Unfortunately, as with the Red/Blue article, many of the knowing references Brooks deftly invoked to bring Patio Man to life were entirely manufactured. He describes the ladies of Sprinkler City as "trim Jennifer Aniston women [who] wear capris and sleeveless tops and look great owing to their many hours of sweat and exercise at Spa Lady." That chain of women's gyms has three locations -- all in New Jersey, far from any Sprinkler City. "The roads," Brooks writes, "have been given names like Innovation Boulevard and Entrepreneur Avenue." There are no Entrepreneur Avenues anywhere in the country, according to the business-directory database Referenceusa, and only two Innovation Boulevards -- in non-Sprinkler cities Fort Wayne, Indiana, and State College, Pennsylvania. There is also an Innovation Boulevard in Saskatoon, Saskatchewan.
The basic premises of Brooks's articles aren't necessarily wrong. His Red/Blue article was anchored in the research of political analyst Michael Barone, who in a June 2001 article in National Journal delineated a country split evenly in two: "One is observant, tradition-minded, moralistic. The other is unobservant, liberation-minded, relativistic." Brooks's Patio Man article was a pop translation of a February 2002 paper by University of Michigan demographer William H. Frey, who wrote that 2000 Census figures showed growth of "the New Sunbelt."
el - David Brooks success was taking sociological and political papers and translating them to East Coast elitism-speak and incorporating familiar pop culture examples. His examples are usually totally wrong.
Brooks, however, does more than popularize inaccessible academic work; he distorts it. Barone relies on election returns and public-opinion data as the basis for his research; Frey looks to the census. But Brooks takes their findings and, regardless of origin, applies to them what one might call the Brooks Consumer Taste Fallacy, which suggests that people are best understood by where they shop and what they buy.

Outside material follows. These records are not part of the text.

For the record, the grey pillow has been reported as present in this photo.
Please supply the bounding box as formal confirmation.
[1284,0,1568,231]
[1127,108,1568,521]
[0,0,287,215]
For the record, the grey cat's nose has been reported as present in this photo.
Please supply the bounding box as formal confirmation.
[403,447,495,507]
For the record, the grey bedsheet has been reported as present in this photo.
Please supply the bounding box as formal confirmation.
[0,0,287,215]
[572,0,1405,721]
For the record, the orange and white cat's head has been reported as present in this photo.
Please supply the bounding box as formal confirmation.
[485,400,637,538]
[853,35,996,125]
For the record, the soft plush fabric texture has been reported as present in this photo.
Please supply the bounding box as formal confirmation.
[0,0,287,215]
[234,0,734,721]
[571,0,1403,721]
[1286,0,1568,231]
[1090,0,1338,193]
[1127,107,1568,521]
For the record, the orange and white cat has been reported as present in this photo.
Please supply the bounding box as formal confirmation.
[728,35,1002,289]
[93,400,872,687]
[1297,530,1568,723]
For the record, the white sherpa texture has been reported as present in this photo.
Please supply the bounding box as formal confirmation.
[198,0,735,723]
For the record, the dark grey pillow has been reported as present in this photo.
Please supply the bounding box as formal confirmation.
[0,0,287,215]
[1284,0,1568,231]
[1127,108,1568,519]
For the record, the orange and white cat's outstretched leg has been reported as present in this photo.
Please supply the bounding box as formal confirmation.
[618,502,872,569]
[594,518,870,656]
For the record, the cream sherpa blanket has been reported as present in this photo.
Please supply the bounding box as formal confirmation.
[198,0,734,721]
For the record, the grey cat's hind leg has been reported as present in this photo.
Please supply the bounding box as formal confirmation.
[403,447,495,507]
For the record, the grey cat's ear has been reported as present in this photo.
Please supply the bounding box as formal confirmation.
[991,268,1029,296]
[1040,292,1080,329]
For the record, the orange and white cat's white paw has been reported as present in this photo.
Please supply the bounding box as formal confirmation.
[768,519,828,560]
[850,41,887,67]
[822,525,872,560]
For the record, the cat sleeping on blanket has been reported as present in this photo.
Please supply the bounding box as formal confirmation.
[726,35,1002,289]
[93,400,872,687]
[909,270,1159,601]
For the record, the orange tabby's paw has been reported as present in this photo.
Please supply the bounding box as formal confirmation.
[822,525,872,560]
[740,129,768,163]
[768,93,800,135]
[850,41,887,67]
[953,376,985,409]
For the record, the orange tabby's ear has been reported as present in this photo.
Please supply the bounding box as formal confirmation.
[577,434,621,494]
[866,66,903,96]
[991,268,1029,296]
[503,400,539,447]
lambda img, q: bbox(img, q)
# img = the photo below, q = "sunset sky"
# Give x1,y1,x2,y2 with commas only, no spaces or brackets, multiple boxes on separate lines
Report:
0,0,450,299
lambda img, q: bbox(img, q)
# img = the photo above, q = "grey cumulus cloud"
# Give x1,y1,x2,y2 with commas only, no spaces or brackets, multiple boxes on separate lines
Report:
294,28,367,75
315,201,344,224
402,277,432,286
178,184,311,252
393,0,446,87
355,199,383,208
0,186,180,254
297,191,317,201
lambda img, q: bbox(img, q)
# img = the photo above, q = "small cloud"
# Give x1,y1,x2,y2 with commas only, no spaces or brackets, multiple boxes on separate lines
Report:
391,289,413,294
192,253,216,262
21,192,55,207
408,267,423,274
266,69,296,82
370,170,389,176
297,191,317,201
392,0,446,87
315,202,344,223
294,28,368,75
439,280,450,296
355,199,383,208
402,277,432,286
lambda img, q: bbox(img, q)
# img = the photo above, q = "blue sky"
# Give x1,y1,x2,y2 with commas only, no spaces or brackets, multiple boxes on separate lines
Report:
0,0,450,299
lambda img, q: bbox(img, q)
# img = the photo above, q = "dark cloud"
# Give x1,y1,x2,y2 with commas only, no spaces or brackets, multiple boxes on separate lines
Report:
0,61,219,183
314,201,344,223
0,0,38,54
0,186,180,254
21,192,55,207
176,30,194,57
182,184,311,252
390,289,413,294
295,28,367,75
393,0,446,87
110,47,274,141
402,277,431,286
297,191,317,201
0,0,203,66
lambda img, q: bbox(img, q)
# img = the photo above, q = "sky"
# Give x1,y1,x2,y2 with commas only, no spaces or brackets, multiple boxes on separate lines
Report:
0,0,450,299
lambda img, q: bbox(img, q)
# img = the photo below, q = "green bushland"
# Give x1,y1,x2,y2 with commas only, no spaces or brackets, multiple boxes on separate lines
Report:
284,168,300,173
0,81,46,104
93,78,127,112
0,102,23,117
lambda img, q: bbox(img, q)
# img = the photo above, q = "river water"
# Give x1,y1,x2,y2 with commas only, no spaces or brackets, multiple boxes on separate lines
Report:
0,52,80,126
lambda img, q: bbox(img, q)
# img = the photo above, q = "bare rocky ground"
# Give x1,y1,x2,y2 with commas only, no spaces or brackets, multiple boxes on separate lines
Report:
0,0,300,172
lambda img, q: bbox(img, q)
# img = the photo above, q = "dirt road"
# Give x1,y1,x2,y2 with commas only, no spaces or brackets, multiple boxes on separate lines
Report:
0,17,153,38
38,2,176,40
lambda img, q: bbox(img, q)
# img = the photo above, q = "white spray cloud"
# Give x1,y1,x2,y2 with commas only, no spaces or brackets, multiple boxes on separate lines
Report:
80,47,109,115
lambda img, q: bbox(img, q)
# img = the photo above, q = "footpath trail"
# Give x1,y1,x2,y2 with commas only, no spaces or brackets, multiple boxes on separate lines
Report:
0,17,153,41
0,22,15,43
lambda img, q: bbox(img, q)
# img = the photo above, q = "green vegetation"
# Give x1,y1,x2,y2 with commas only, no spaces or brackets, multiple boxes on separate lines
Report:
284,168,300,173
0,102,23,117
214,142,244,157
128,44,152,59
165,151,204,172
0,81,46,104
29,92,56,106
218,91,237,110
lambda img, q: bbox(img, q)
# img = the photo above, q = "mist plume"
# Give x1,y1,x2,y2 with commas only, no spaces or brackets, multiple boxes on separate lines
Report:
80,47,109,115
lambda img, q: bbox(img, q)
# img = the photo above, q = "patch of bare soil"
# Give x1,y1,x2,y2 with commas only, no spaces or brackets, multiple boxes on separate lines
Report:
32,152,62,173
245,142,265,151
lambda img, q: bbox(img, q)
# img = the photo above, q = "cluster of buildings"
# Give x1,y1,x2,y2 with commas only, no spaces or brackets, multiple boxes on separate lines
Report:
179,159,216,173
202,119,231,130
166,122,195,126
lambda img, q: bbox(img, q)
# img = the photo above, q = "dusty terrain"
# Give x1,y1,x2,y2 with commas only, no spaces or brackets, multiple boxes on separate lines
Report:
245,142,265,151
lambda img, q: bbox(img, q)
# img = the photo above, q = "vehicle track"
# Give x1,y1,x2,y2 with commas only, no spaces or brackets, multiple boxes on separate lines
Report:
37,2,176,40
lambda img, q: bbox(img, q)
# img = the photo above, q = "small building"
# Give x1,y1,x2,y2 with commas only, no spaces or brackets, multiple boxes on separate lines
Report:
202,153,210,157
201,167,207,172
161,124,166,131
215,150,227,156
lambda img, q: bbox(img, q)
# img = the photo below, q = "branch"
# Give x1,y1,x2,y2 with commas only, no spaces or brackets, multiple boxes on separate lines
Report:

There are salient cultural divides in the United States -- and, in fact, different values and practices among residents of Montgomery and Franklin counties -- but consumer life is the place where they are most rapidly converging. In this regard, Brooks would have been better off relying on the newest generation of elitist truism -- tongue-in-cheek laments about the proliferation of ubiquitous chain espresso bars and bookstores. Last fall, Pottery Barn opened stores in Huntsville, Alabama, and Franklin, Tennessee, and the New York Times has introduced home delivery in Colorado Springs. It likely won't be long before Franklin County gets both; yoga classes have already arrived.
el - For a serious look on understanding America by how communities live and what they buy see The Clustered World. Claritas, the leader in geodemographic lifestyle segmentation systems, has an online free zip code lookup.You can use any of six different marketing segmentation systems to classify you and your neighbors. The newest system has over 60 categories. One system, MicroVision, has 95. Does business really use this stuff? Of course.